Remote errors in interactive mode when larger workflows are run

Matgenix / jobflow-remote

jobflow-remote is a Python package to run jobflow workflows on remote resources.

https://matgenix.github.io/jobflow-remote/

Other

17 stars 10 forks source link

Remote errors in interactive mode when larger workflows are run #174

Closed JaGeo closed 3 days ago

JaGeo commented 1 week ago

I have been running into many remote errors when I start a larger workflow in the runner's interactive mode, but this does not happen when I start, for example, the Phonon workflow. I am currently suspecting that this might be related to the one connection to the remote cluster that is only established in the interactive mode. If I rerun the jobs, they will eventually run through. Sometimes, also downloads fail and restarts enable the run.

Could we do anything about this? For example, could we add the possibility to use more than 1 connection in interactive mode to make it more stable? I would be fine with adding more than one OTP if it helps with execution.
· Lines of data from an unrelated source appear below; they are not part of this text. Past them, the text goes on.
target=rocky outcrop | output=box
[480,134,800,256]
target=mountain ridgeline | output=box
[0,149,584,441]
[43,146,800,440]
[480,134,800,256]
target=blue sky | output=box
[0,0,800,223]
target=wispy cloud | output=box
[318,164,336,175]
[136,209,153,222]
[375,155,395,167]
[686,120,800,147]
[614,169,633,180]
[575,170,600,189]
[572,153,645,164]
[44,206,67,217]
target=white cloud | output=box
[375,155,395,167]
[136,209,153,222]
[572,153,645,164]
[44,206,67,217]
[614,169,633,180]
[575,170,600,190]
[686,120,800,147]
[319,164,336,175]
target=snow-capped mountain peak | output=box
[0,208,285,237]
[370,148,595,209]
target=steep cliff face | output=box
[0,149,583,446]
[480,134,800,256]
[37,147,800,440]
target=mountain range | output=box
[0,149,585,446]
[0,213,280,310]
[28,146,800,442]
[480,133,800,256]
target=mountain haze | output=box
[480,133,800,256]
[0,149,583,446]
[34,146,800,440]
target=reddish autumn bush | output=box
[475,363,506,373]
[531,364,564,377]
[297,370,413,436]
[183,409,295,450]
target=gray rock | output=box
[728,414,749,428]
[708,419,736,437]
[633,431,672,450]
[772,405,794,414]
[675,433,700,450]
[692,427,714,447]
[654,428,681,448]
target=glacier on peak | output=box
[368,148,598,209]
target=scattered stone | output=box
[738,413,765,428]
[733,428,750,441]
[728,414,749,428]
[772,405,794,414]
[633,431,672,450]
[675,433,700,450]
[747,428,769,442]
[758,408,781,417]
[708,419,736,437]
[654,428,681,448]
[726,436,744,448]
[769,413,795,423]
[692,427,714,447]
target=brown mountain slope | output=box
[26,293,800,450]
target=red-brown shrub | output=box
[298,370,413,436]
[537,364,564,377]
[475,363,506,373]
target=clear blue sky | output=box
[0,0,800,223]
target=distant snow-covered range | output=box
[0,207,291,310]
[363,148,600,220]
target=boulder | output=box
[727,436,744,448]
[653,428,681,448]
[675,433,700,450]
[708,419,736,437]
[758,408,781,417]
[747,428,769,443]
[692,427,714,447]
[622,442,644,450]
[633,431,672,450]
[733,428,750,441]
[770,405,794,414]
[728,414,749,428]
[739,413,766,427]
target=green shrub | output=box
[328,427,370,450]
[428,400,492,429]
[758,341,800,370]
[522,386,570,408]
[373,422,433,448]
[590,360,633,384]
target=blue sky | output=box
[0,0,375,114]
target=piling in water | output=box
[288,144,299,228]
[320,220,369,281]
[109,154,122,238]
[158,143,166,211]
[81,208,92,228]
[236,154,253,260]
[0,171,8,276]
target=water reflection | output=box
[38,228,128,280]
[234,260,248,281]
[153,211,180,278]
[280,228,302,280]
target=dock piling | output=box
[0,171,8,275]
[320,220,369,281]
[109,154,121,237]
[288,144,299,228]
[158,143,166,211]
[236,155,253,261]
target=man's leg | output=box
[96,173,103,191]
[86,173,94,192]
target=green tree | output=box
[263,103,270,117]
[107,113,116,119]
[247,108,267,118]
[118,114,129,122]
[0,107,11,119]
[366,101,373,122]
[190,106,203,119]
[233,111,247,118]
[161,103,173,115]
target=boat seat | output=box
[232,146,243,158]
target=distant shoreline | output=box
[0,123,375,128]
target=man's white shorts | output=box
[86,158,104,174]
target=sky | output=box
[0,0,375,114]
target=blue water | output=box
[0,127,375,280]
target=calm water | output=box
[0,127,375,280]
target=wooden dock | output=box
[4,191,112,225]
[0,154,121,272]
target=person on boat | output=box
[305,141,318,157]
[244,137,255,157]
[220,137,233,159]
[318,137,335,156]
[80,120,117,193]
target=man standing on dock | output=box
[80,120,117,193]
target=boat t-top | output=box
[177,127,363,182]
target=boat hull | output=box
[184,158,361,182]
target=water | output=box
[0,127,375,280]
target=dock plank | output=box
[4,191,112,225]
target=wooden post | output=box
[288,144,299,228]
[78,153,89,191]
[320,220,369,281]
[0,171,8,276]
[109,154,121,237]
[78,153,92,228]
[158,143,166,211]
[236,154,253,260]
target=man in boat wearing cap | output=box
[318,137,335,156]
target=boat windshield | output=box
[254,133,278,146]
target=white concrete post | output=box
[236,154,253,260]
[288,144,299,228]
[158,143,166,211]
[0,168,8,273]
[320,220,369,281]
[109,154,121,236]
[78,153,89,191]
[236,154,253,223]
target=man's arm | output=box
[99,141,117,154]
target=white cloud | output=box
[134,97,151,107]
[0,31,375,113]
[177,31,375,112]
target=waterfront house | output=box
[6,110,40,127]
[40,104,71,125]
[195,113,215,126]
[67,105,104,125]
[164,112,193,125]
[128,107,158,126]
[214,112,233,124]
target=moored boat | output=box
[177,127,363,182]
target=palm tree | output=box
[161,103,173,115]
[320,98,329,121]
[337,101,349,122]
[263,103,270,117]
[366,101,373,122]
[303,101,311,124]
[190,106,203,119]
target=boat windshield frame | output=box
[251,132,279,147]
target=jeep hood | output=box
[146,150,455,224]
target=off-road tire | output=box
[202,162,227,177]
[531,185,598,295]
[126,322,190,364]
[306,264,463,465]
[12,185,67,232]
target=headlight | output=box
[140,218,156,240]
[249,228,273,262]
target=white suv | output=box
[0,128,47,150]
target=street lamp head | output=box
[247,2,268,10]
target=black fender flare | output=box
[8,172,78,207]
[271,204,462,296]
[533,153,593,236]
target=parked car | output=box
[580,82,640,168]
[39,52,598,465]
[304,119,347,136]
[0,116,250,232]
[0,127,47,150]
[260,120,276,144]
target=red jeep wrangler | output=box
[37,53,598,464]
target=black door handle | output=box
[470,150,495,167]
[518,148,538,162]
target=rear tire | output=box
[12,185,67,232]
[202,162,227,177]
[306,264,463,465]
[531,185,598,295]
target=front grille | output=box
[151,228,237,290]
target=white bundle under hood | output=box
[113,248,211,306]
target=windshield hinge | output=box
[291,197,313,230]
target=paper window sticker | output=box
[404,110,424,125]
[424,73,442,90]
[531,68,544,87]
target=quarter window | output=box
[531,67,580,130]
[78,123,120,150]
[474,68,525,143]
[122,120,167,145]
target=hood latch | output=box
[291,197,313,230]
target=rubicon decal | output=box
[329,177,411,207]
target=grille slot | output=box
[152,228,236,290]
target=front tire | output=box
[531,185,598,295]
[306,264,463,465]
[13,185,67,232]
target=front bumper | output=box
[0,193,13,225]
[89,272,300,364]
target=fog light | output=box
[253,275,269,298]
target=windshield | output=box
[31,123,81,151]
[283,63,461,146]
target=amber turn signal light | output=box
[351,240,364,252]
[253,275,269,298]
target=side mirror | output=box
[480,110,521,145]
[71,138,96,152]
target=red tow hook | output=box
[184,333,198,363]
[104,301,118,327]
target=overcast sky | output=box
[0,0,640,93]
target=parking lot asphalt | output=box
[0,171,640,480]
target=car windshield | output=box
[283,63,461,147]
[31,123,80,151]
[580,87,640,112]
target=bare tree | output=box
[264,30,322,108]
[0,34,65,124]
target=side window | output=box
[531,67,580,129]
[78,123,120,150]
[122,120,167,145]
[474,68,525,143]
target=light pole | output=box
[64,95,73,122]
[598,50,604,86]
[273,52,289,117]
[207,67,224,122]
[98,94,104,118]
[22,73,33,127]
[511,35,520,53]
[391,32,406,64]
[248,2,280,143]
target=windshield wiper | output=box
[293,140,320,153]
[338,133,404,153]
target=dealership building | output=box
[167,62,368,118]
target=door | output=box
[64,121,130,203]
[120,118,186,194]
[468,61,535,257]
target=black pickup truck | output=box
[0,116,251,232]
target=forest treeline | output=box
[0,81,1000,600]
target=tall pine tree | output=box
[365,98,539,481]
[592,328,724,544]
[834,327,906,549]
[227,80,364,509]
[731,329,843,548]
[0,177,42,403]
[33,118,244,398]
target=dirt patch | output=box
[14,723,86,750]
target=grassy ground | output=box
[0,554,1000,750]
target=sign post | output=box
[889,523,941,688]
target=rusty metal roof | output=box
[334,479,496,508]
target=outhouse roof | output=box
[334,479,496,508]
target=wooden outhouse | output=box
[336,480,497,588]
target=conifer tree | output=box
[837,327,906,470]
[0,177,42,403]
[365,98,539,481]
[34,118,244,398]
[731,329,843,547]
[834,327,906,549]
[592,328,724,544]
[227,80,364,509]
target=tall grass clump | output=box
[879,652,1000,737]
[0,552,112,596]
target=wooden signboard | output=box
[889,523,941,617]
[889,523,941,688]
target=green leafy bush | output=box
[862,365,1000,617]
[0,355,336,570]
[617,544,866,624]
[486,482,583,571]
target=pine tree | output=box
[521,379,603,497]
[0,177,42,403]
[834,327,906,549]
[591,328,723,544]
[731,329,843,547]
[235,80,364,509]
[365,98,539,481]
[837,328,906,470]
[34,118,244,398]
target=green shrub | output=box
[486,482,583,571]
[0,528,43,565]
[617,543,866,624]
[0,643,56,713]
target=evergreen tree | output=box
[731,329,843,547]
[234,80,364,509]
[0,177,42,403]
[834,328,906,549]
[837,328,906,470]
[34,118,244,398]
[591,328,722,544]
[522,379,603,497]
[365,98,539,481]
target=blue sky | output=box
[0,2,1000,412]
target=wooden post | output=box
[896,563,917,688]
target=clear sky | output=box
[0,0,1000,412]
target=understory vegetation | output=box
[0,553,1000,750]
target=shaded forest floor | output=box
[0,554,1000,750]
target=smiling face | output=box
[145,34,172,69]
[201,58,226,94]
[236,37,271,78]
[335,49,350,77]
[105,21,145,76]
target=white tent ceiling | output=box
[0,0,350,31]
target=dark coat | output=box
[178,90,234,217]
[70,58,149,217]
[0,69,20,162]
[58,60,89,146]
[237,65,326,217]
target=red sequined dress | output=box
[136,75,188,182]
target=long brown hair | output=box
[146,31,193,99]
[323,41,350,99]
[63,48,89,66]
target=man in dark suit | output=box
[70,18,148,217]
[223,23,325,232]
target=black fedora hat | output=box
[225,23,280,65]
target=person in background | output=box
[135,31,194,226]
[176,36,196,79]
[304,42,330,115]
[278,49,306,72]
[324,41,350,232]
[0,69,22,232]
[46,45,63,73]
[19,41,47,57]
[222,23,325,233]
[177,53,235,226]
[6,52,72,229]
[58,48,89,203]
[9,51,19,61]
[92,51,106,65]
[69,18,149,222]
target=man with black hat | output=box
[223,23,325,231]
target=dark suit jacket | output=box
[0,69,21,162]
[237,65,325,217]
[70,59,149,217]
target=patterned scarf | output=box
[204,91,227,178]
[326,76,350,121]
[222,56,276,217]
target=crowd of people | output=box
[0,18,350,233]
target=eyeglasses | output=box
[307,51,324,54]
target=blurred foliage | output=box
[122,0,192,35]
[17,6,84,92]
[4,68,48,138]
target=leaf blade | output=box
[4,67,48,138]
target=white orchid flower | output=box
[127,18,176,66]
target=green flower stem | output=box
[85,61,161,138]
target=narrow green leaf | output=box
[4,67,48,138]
gpetretto commented 1 week ago

Hi @JaGeo, can you provide more details to better under the problem?

which states are affected the most? Is it the download phase?
which errors do you get as remote error? Is it always the same, or does it change?
Is the workflow large in the sense that it has many jobs? Or that its jobs have a lot of data? or both?
is it clear how is this related to the fact that the workflow is large? From what you have seen, would you expect to have the same kind of error if many smaller workflows would be submitted instead?
When these errors happen, do you need to restart the runner? (I am asking this because in principle in the interactive mode if the connection drops, reconnect would require reinserting the OTP. So, if you don't need to restart the runner it means that at least the connection is still alive, even if an error happened)

I think it could be possible to enable multiple connections by inserting the OTP multiple times. I will investigate how to do that.

JaGeo commented 1 week ago

@gpetretto Thank you for your response.

I will make a few additional tests and then answer your questions in more detail.

With regard to the size of the workflow: i was referring to one with many jobs. Size of the data per job would not be bigger than a PhononDos Object from the phonon workflow or standard VASP outputs.

Restarting the job solves the issue. I don't need to restart the runner. I get REMOTE_ERROR mostly and sometimes a process stops in the middle (e.g., it gets stuck when it downloads the data)

An additional suspicion that I have is that there could be a connectivity error within the flow.

JaGeo commented 3 days ago

I looked closer into the errors: it sometimes seems to pick up an old project and the pathes of the outputs. Maybe related to #177

gpetretto commented 3 days ago

Thanks for the updates. When you mention an "old project" do you refer to really a different projct with a different configuration file that is present in the ~/.fremote folder? Or to another workflow in the same project? In principle the case in #177 is really more an issue if the user tries to insert multiple times the same instance of the Flow. Otherwise a random collision between uuid should be extremely unlikely, and would seem very difficult that this happened in your case more than once. Anyway it should be relatively easy to check: If you query by uuids the jobs that had an issue it will come up if there is more than one with the same uuid (except those with different job index).

Do you maybe have the stack trace reported when the jobs got into the REMOTE_ERROR state?

JaGeo commented 3 days ago

I am really referring to an old project. I will check if there is still an old jf runner running on a different computer and get back to you...

gpetretto commented 3 days ago

Thanks for the clarification. Do they use the same queue DB? Indeed checking if an old runner is still active is a good idea. If that is the problem #150 could prevent such an occurrence.

JaGeo commented 3 days ago

I think we can close this. I think there was simply a leftover jf remote running in the background of the other cluster from mid of August, even after logout from the cluster

gpetretto commented 3 days ago

Thanks for the update.